The Gran Teatre del Liceu is one of the largest opera houses in all of Europe. Its doors opened in April of 1847 on Barcelona’s La Rambla street, now a popular touristy destination. The theater has since burned down and been rebuilt twice, most recently in 1994. It seats 2,292 people throughout six levels in a horseshoe-like shape, a typical Italian-style theater that maximizes acoustics (but minimizes some visibility).
The modest facade of the building, one of the few remaining features from the original 1847 building, disguises the stunning size and amazing beauty of the theater within it. But even my first step inside blew me away; the Liceu’s lobby opens with a striking staircase contrasted with a black and white checkered floor and seafoam-colored walls.

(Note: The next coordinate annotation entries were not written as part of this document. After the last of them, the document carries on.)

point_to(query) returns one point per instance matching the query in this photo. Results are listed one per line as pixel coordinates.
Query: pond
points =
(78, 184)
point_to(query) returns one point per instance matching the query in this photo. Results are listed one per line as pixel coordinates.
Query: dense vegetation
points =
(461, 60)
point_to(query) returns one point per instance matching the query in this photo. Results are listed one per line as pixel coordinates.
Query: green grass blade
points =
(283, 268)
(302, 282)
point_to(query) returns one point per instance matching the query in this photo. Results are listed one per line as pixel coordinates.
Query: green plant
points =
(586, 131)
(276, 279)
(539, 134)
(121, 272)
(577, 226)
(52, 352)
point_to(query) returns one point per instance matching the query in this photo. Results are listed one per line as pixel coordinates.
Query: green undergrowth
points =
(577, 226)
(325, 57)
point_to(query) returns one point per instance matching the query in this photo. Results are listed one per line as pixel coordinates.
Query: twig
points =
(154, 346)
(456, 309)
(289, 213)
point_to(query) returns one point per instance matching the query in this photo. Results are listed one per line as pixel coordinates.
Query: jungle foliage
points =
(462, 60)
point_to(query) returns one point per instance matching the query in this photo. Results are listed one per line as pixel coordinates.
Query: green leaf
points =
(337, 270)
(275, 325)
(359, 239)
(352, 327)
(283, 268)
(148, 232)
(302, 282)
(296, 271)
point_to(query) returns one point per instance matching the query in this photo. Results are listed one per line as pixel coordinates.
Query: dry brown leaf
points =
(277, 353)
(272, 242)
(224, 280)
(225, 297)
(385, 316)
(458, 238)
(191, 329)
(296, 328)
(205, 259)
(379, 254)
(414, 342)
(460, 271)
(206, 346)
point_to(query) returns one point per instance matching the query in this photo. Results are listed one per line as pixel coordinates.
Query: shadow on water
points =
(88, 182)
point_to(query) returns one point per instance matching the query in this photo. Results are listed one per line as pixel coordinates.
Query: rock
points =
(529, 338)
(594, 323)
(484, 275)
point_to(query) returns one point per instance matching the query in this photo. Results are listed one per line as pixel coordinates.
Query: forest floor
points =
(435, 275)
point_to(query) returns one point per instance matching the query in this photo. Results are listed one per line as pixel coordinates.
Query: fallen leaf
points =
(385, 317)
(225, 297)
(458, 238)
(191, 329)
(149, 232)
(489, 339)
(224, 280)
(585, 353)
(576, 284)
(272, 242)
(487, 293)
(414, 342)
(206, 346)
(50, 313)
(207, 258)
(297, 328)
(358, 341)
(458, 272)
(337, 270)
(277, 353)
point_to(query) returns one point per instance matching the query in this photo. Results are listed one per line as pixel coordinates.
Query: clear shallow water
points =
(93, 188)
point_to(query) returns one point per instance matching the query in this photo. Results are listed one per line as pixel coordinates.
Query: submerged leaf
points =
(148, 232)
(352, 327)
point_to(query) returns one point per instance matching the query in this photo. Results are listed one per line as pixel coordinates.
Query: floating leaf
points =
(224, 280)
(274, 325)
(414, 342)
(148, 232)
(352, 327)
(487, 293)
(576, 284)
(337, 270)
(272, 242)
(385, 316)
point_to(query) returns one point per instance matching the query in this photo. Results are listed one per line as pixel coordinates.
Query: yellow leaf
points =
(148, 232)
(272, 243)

The theater itself is even more amazing. Intricate gold details cover every surface, juxtaposed with thousands of red seats.

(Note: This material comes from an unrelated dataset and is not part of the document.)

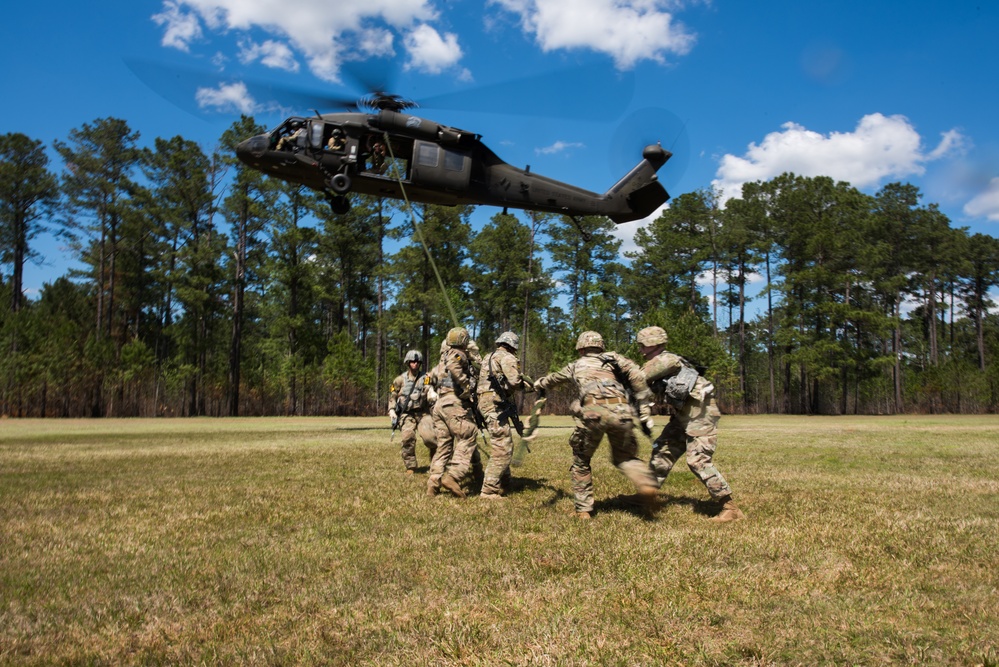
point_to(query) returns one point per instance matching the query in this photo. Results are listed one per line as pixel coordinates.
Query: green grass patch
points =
(869, 541)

Surrounding the theater are other rooms, equally as beautiful. The Hall of Mirrors was my favorite. On the day I toured Liceu the room was set up for a small piano concert. On the night of the opera, the room was used as a bar where we drank Cava during intermissions.
On our last night in Barcelona, I saw my first Russian opera at the Gran Teatre del Liceu, The Legend of the Invisible City of Kitezh by Nikolai Rimsky-Korsakov. I was surprised how fitting the Russian language is for opera (although I was thankful for the English supertitles on the chair in front of me, like at the Met in New York City). The production, however, was stale and awkward.
Even though I dreamed of The Gran Teatre del Liceu in Barcelona for months before I arrived in Spain (I even had my opera tickets before I booked my flight!), there was nothing like actually being inside the opera house. That view—that moment—is one that I will never forget.
Touring Liceu :: Even if you don’t plan to see an opera, taking a tour of Liceu is worth it. Guided tours are offered Monday-Friday at 9:30 and 10:30 a.m. in Catalan, Spanish, French and English for 14€ and last 50 minutes. Express tours, lasting 20 minutes, are offered Monday-Sunday in Spanish, French and English for 6€. Tickets for both tours are available day-of at the ticket office. Or take a virtual tour online here.
Productions at Liceu :: Operas, ballets and concerts all take place at Liceu. The opera season runs September-July. I had tickets months in advance so I’m not sure what the availability is for last minute tickets. Prices vary per opera and range from 8,50€-220€ but make sure you check the seat’s visibility before purchasing (not all have direct views of the stage).